B.

On the beach by Charles Simpson

Collection

This article first appeared as 'Seaside outing displays a lightness of touch' in The Press on 24 April 2018.

Charles Simpson’s life as an artist falls into two halves, with the Great War at its mid-point. Born in 1885 into a military family Simpson was expected to follow his father into the army. A serious riding accident when aged 15 put paid to this and, with that expectation lifted, his interest in art was perhaps given more space to develop.

He studied at the Bushey School of Painting under the noted painter of horses Lucy Kemp Welch and at the Académie Julian in Paris, and he worked with the even more distinguished animal painter Alfred Munnings. The opportunity to paint in the very house that Munnings had worked in took him to Cornwall and an association with the numerous artists already active in St Ives.

He married fellow artist Ruth Allison in 1913 and together they opened their own painting school in St Ives in 1920. ‘On the Beach’, illustrated here, is dated 1919, just as his career was in full bloom. The sitter is almost certainly his wife. It is a work that can really only be appreciated face to face where the lightness of touch, and the ingenious interplay of pools of light and shadow are entrancing. The whole work is spontaneous and airy, the breeze off the sea blows right in your face. The palette is clever too: by no means a uniform white for the dress, nor sandy brown for the beach. Come into the Gallery and get up close and you will see what I mean.

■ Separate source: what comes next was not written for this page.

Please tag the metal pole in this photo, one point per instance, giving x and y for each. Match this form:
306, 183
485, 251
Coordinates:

The catastrophe of the war of course affected writers, musicians and artists in different ways. In some cases it triggered new ways of thinking that we would now label modernist. But for others, including Charles Simpson, it seems to have caused a step back from the Modernist brink to safety. Our painting sees him just as his creative swing is at the height of its arc, with a lightness of touch and more than a hint of impressionism; but, from the mid-1920s onwards, things change.

In 1924 he attended the rodeo performances at the International Exhibition at Wembley. He painted the horses in action and found these sold tremendously well. He was then commissioned by various Leicestershire hunts to paint their horses and hounds in action and to write a book, indeed books, about them. Hunting scenes and paintings of waterfowl became his stock in trade and he continued painting prolifically in this way until the 1960s. Some of his later paintings of show-jumping, admittedly seen only in reproduction, are really terribly bad – a lifetime away from the breezy work he had done as a young man.

‘The Press’ of 21 January 1920 records Christchurch builder James Jamieson visiting Simpson in his studio in St Ives and buying this very painting. Jamieson’s family gave it to the city in 1932.

Charles Simpson’s ‘On the Beach’ (and ‘In the orchard’ by Lucy Kemp Welch) are on display in the exhibition ‘The Weight of Sunlight’ until September.